Settimana “horribilis”, sul fronte romanista, con suggello al 30 maggio: quale simbologia, anche numerologica, migliore? 

Il pezzo de “La Repubblica”, sezionato e commentato anche da uno degli autori su RadioRadio, durante la trasmissione “Lavori in Corso” nel tardo pomeriggio di ieri, è stato ovviamente letto e riletto per la portata detonante delle sue rivelazioni, molte delle quali andranno suffragate dall’esibizione di documenti e carteggi, altrimenti anche il termine “inchiesta” non sarebbe del tutto appropriato. Un aspetto dell’articolo, passato giustamente in secondo piano durante la giornata di ieri, andrebbe oggi riconsiderato a mente più fredda, mentre precisazioni e dichiarazioni di vari protagonisti si affastellano, fomentando dibattiti e interpretazioni. L’aspetto consiste nel corollario di cliché, alcuni dei quali rispolverati e tirati giù da qualche contro-soffitto dei luoghi comuni capitolini, più che altro di sponda giallorossa.
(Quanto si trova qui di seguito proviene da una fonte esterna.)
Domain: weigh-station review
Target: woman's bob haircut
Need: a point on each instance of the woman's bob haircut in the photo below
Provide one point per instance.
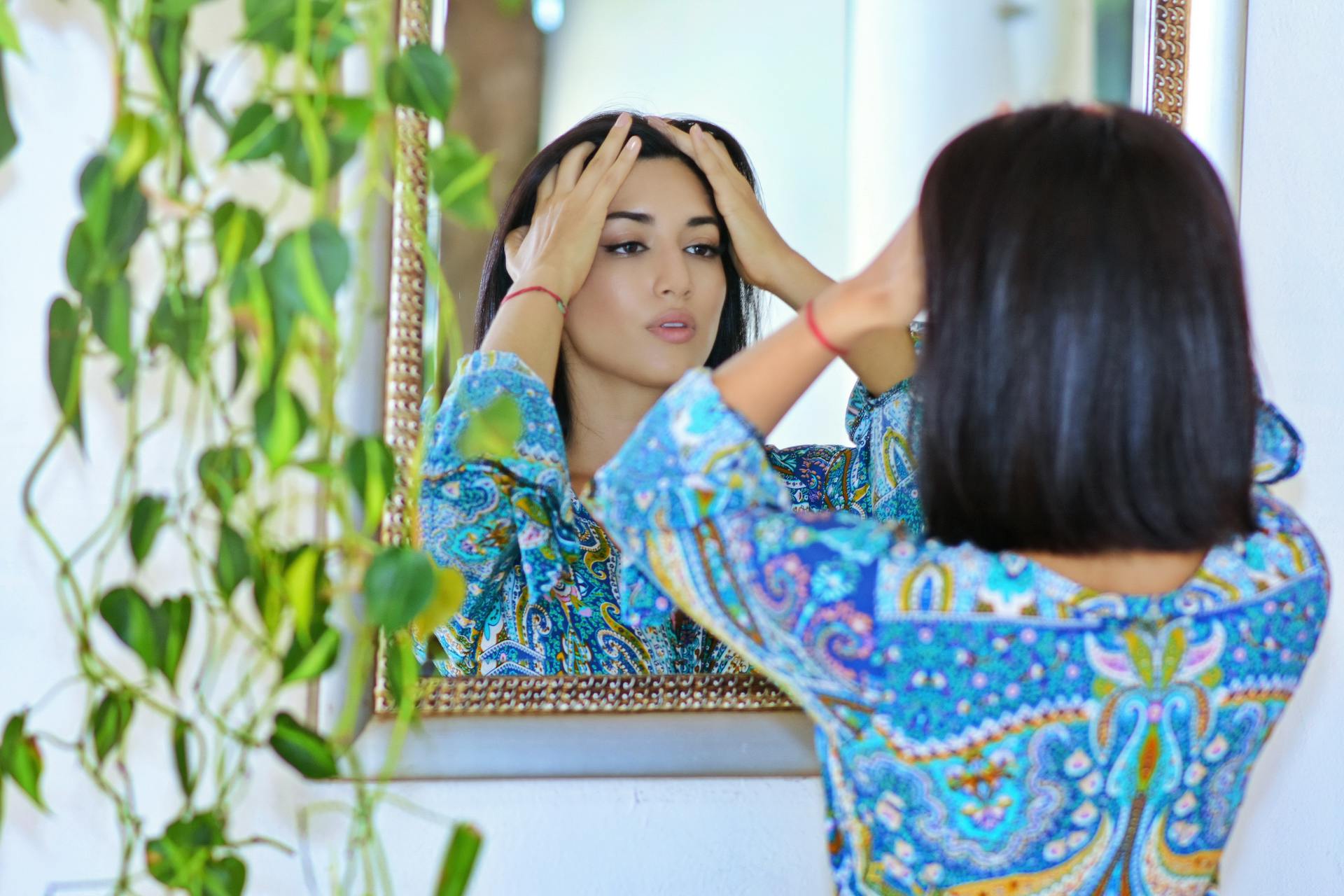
(1086, 382)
Eh sì perché si riparla dell’ “ambiente”, quest’araba fenice argomentativa che fa capoccella a intermittenza, che balugina quando bisogna dare la colpa a qualche entità non identificabile con un dirigente, con giocatori sopravvalutati e troppo pagati, con allenatori di livello mediocre. Ecco così che rispuntano le temibili radio, che quell’ambiente rendono sulfureo e ingestibile, come se in altre grandi piazze i media non facessero sentire la loro pressione; ecco i discorsi con piglio sociologico sulla curva, un mondo che avrà mille difetti ma del quale, proprio per questo, non si dovrebbe parlare a colpi di luoghi comuni, altrimenti diventa un’entità astratta anche quella; ecco addirittura ritirato fuori l’argomento del “generone romano”, che dagli anni settanta non veniva citato, peraltro con altra accezione.

Ma la ciliegina è la chiamata in causa dell’episodio del furto subito dalla madre di Zaniolo: un comunissimo – purtroppo – borseggio elevato – ad arte – a paradigma di invivibilità di un intero “ambiente” (aridaje). Con questo metro di giudizio, a Napoli da qualche anno ci sarebbe dovuta essere la fuga in massa di più di un fuoriclasse, visti gli episodi che hanno riguardato Hamšík, Milik e altri. O a Milano, a Genova e via dicendo. 

Purtroppo, a parte gli alibi che vengono sempre forniti dalla ipotetica, virtuale “piazza” e che deresponsabilizzano chi dovrebbe ottimizzare i risultati di società e squadra, la cosa più avvilente della settimana romanista è consistita nel fatto che un tecnico del livello di Gian Piero Gasperini si è sentito di dire no alla Roma o, se preferite, di non accettare a sessantuno anni la possibilità di lavorare in un club metropolitano. Sarebbe tanto bello pensare che abbia rifiutato per le radio, per gli scippi in centro, per le pressioni della curva. Tanto, tanto bello e consolatorio. Peccato soltanto che tutte queste cose c’erano anche ai tempi di Capello, con Batistuta centravanti.